The Cataclysm’s radiation runs rampant in the Shadowlands, constantly replenished and magnified by the nearby asteroid buried somewhere in the night.
The lingering light of the Daylands doesn’t merely fade or ebb; it collides with the wall of invisible power, splinters into every color my eyes can perceive.
Waves of undulating iridescence paint the horizon, beginning at the planet’s surface far below and continuing straight up into the atmosphere, beyond where any Pagonian creature dares to tread.
Unlike the Dreamgiver Devotees, I lack the critical spark of belief that this was all crafted by a benevolent god; and unlike the Old Seekers, I can’t bring myself to dismiss it as mere scientific phenomena.
Without knowing who or what, without daring to voice the wonder or diminish it with a name, I feel close to something here, or someone—the great Beyond of a galaxy greater than me or my mother or Aspect or Pagomènos itself.
I’m not sure I’ve ever sincerely believed in a purpose for it all like the Devotees.
But as the lights dance along Charon’s wings, painting vanishing masterpieces on the surrounding dome, I feel bigger than blood and bones.
Call it faith; call it delusion. Trying to describe it would only weaken it.
I press an open palm to the dome, just like my mechanical friend, and we both watch the lights, without a need for words, until the darkness opens its gaping maw and gulps us down.
It’s not as though I’ve never experienced dark.
All light in the underground settlement the dayfolk call home is either funneled from the surface or artificial; either way, its presence can be limited as needed.
Charon can reduce the transparent sections of the dome for a comfortable napping environment.
Most sleeping quarters in the settlement, whether private or communal, are perpetually lightless to allow visitors to sleep as they see fit.
The Shadowlands are not dark, the descriptor—dark, the opposite of bright.

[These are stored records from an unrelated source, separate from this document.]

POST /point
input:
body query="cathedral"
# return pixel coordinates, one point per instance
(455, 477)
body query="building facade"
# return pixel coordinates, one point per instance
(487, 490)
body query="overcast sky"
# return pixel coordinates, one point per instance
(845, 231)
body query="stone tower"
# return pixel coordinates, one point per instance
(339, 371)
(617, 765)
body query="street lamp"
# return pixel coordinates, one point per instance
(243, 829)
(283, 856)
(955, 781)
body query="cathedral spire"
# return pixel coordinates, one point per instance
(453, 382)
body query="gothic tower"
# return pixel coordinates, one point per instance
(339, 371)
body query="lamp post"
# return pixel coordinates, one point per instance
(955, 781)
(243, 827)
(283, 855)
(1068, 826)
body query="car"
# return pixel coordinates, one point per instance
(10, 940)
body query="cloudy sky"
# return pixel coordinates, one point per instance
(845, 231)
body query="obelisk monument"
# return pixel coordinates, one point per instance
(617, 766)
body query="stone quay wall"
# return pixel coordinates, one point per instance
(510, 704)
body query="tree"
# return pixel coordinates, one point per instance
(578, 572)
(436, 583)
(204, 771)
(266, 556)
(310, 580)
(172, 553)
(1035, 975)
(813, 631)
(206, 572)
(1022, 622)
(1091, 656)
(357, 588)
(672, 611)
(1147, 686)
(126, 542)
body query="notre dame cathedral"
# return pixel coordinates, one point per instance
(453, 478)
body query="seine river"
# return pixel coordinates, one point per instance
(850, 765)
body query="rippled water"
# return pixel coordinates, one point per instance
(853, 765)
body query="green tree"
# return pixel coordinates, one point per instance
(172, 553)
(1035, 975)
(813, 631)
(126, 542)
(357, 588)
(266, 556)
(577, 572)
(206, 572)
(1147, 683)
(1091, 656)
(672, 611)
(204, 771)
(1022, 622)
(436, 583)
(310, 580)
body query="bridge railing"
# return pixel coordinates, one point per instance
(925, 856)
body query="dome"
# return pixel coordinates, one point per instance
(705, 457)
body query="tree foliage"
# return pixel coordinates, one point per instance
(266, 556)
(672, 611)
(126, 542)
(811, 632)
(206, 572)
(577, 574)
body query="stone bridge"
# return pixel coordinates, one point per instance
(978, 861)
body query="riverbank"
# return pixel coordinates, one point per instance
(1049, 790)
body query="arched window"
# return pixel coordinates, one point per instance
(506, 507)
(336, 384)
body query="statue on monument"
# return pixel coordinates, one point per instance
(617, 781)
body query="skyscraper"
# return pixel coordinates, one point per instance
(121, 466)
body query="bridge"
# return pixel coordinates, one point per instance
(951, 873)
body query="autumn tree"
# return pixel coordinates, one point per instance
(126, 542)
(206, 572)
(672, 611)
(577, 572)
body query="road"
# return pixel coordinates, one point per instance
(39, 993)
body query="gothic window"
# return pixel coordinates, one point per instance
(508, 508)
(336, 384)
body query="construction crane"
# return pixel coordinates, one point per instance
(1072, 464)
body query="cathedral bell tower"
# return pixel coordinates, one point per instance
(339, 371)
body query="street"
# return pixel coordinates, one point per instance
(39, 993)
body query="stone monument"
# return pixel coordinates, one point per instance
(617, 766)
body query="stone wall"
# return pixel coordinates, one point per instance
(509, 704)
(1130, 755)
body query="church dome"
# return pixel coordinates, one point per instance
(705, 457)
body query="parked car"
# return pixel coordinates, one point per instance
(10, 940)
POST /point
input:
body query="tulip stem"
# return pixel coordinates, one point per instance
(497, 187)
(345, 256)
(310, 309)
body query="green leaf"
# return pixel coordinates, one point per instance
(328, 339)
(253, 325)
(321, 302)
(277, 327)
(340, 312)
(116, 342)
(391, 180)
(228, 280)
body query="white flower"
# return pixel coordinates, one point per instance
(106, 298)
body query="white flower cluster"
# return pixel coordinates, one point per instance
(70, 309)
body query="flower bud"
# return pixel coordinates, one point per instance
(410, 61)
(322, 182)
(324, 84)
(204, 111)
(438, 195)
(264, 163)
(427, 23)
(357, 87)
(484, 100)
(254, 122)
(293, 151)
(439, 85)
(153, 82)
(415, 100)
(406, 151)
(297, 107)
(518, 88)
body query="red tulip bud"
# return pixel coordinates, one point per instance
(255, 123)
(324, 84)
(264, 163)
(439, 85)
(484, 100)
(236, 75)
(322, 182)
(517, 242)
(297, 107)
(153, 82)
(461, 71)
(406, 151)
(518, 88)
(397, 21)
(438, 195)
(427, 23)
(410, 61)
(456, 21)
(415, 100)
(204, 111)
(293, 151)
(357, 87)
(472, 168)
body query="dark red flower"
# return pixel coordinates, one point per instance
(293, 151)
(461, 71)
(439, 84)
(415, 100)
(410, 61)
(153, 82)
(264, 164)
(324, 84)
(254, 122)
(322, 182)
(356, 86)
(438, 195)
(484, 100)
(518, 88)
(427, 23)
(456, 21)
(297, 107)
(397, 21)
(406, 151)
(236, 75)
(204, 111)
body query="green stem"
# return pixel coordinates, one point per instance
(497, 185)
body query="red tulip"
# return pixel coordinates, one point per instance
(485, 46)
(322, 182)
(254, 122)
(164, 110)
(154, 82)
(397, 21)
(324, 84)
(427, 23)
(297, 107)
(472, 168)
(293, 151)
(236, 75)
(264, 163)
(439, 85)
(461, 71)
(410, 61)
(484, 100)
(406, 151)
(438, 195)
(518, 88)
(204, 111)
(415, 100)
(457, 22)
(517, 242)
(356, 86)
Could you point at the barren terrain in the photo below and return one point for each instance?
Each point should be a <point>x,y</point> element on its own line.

They’re darkness the noun, darkness as a presence, a massive,
fanged, primeval beast that swallows everything within reach and never, ever lets it go. I knew dayfolk weren’t meant to visit the Shadowlands. But now I wonder, in an instant of raw terror, whether a trespasser will ever be permitted to leave.
The only light source is a massive blue pyre burning in the distance, clearly something built by the people here to prevent them from living entirely without sight. But its light is alien, otherworldly. Instead of putting me at ease, the shimmering blue on Charon’s dome makes me shiver all over.
Or maybe that’s not the only reason I’m shivering.
“So—cold,” Aspect mutters. Their temperature sensors, intended to avoid combustion amidst a boundless desert, were never meant for this opposite extreme.
“We aren’t even outside yet,” I counter, but I feel it, too, creeping through my bones.